Те, чья жизнь связана с оперой, считают, что там уже давно существуют большие проблемы в смысле традиций сценографии. Вы считаете, что та же проблема существует и в балетном театре?
— На мой взгляд, все балетные спектакли стоило бы немножко осовременить. Но, конечно, не в смысле хореографии, а именно сценографически. В первую очередь, видимо, в плане бутафории и света. Сделать их более технологичными.
Очень часто классические балеты ругают, в том числе, из-за декораций. Там, действительно, на сцене висят какие-то тряпки. И я всегда задаю себе вопрос: ну, почему? Неужели люди не понимают?
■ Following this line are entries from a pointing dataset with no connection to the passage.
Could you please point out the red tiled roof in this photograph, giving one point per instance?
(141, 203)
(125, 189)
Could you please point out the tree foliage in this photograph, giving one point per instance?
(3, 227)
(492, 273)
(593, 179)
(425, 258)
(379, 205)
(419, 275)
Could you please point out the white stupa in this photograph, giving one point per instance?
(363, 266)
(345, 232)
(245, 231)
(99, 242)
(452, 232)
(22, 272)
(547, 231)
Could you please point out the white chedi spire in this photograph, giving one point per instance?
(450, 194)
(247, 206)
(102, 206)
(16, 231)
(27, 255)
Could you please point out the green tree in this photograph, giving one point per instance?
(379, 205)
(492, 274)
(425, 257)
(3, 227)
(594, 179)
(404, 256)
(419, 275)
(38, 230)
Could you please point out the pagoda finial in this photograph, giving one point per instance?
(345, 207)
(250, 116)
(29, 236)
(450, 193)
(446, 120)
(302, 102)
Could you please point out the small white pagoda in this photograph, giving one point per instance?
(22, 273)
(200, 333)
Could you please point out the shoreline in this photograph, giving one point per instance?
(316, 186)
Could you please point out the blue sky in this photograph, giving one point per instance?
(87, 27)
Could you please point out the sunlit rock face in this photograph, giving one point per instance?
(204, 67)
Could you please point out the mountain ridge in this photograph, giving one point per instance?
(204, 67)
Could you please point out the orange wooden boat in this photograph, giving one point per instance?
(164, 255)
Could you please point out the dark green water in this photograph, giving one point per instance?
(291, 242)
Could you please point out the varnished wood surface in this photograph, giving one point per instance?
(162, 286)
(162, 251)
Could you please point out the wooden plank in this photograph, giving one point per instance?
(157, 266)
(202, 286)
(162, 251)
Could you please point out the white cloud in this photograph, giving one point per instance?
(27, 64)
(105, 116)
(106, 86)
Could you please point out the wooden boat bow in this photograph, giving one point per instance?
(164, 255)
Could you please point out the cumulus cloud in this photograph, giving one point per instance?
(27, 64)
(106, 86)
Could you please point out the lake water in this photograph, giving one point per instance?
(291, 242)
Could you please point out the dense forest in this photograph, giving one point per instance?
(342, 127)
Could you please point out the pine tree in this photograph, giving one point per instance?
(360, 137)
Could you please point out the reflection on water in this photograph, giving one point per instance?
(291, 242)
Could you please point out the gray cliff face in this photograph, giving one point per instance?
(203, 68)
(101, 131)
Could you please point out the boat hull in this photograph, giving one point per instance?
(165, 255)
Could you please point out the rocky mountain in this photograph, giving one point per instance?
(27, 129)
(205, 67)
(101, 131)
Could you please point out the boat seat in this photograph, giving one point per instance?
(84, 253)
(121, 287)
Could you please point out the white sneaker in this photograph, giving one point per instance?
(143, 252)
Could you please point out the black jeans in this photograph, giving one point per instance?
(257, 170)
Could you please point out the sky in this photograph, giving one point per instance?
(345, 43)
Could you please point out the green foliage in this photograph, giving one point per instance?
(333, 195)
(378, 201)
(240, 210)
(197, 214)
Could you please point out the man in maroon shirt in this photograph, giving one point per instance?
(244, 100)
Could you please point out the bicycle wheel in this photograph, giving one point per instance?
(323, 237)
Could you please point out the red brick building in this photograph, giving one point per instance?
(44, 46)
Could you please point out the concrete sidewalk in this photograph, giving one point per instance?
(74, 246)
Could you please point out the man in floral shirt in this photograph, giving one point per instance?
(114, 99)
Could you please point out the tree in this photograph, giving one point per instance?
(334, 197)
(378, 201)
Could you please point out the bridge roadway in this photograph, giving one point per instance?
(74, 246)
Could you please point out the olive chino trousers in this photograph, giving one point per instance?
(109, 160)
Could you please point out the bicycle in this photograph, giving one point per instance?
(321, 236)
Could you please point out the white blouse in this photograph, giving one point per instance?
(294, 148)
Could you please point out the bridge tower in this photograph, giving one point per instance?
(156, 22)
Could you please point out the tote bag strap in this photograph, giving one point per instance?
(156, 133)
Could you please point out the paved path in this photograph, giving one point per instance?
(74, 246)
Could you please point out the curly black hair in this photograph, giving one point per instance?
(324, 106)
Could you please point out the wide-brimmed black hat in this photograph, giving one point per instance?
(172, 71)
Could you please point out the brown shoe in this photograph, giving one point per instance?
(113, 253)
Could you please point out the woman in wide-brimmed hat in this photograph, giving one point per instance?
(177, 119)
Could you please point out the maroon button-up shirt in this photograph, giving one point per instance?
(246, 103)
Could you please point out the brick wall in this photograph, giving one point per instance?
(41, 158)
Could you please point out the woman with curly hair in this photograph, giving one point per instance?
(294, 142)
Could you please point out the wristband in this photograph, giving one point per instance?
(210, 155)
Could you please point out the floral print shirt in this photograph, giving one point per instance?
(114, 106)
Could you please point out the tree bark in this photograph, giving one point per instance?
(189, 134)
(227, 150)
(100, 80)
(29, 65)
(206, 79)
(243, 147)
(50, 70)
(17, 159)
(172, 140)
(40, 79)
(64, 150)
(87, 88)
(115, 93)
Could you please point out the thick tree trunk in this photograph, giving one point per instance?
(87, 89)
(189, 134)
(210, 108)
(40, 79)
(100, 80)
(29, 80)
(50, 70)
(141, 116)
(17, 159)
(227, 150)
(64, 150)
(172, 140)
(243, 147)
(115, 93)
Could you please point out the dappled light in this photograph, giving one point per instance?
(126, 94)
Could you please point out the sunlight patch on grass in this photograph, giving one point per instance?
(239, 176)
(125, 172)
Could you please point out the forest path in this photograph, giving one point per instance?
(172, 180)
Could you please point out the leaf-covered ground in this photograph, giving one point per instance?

Ругают все балеты, классику… Но если из этой классики сделать современную картинку, чтобы это смотрелось не тряпкой висящей, не фанерой стоящей… Этот пресловутый домик в «Жизели», глядя на который, совершенно понятно, что это не дом, а раскрашенная фанера!
Нужно придти к тому, чтобы принять какие-то новые промышленные технологии. Подумать, инвестировать в это какие-то средства, конечно, и сделать. Спектакль ведь сразу иначе будет смотреться!
— А не испортится от этого «Жизель»?
— Нет! Я как-то приехал в Токио и смотрел там именно «Жизель». Смотрел и поражался: сцена была именно трехмерной! И сразу все выглядит иначе.
Обычно «Жизель» – это когда мальчик с девочкой танцуют в каких-то панталончиках на слабой световой заливке и на фоне картонки. А в той постановке, о которой я говорю, ощущение совершенно иное, в ней было понятно, что это деревня: слева дом, справа дом, где-то вдалеке – там тоже дом. На сцене появляется перспектива!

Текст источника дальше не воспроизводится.